Josephine wore a gray skirt, prim cream shirt and a sludge green cardigan. There was a photograph in a silver frame on a side table showing her young, smiling, pretty. Beside her in the picture stood a recognizable version of the Ken I knew: same long head, long body, fair hair. Kenny in the picture smiled happily: the Ken I knew smiled seldom.
We sat down. Josephine pressed her knees together: to repulse lechers, I supposed.
Beginning was difficult. “Was Ken’s father a good sportsman?” I asked.
“How do you mean?”
“Er . . . did he like fishing? My father fishes all the time.” My father would be amazed to hear it, I thought.
“No, he didn’t like fishing,” Josephine said, raising eyebrows. “Why do you ask?”
“Shooting?” I said.
She spluttered over the sherry, half choking.
“Do listen, Mother,” Ken said persuasively. “We’ve never really known why Dad killed himself. Peter has a theory.”
“I don’t want to hear it.”
“I think you do.”
I said, “Did he shoot?”
Josephine looked at Ken. He nodded to her. “Tell him,” he said.
She drank sherry. She would be all right once she’d started, I thought, remembering the unlocking of the gossip floodgates at lunch in Thetford Cottage, and so, hesitantly, it proved.

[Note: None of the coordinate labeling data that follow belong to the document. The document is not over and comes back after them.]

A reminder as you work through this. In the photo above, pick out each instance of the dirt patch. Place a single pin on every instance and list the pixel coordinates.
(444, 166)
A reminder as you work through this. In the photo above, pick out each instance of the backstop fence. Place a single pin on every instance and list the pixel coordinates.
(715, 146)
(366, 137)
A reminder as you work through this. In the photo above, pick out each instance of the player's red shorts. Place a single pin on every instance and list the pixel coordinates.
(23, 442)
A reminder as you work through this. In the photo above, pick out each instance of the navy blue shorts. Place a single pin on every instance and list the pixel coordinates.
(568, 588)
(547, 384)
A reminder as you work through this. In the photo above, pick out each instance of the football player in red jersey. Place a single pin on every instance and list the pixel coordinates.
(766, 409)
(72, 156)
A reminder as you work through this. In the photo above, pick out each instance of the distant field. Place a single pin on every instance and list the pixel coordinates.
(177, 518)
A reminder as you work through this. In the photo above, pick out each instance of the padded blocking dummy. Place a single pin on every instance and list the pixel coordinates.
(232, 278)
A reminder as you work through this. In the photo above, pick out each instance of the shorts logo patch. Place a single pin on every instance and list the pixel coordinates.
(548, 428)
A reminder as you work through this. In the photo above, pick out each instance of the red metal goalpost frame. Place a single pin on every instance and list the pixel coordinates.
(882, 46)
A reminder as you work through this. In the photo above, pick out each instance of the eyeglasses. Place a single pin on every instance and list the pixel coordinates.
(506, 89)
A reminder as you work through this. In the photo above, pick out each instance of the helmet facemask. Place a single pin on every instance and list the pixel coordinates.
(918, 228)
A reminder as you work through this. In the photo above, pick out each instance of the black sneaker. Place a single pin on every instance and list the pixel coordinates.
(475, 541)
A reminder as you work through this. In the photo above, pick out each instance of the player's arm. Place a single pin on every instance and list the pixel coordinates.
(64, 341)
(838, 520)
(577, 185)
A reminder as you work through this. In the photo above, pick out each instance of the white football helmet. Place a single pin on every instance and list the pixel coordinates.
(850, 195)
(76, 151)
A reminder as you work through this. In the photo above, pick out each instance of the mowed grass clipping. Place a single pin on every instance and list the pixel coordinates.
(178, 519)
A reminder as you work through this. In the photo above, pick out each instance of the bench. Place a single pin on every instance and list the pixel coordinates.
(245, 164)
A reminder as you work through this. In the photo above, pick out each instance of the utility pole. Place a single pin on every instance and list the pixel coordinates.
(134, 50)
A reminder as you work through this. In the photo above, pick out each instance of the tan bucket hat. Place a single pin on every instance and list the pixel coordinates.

“Kenny,” she said, “used to go shooting pheasants with the crowd.”
“Which crowd?”
“Oh, you know. Farmers and so on. Mac Mackintosh. Rolls Eaglewood. Ronnie Upjohn. Those people.”
“How many guns did Kenny have?”
“Only the one.” She shuddered. “I don’t like thinking about it.”
“I know,” I said placatingly. “Where was he when he shot himself?”
“Oh dear. Oh dear.”
“Do tell him,” Ken said.
She gulped the sherry as a lifeline. Ken poured her more.
If the flash in my memory was right, I knew the answer, but for Ken’s sake it had to come from his mother.
“You’ve never told me where he died,” Ken said. “No one would talk to me about him. I was too young, everyone said. Recently, now that I’m the age he was when he died, I want to know more and more. It’s taken me a long time to face his killing himself, but now that I have, I have to know where and why.”
“I’m not sure about why,” she said unhappily.
“Where, then?”
She gulped.
“Go on, darling mother.”
The affection in his tone overthrew her. Tears streamed from her eyes. For a while she was completely unable to speak but eventually, bit by bit, she told him.
“He died ... he shot himself ... standing in the stream... where it was shallow... some way below the mill wheel... on the Mackintosh place.”
The revelation rocked Ken and confirmed my vision. In memory I heard clearly my weeping mother’s voice, sometime soon after she’d heard the news, talking to a visitor while I hid out of sight. She’d said, “He fell into the mill-stream and his brains washed away.”
“His brains washed away.” I’d stored that frightful phrase in deep freeze as a picture too awful to summon into consciousness. Now that I’d remembered it, the suppression surprised me. I’d have thought it was just the ghoulish sort of thing small boys would gloat over. Perhaps it was because it had made my mother cry.
“Do you know,” I asked gently, “if his gun was in the stream with him?”
“Does it matter? Yes, it was. Of course it was. Otherwise he couldn’t have shot himself.”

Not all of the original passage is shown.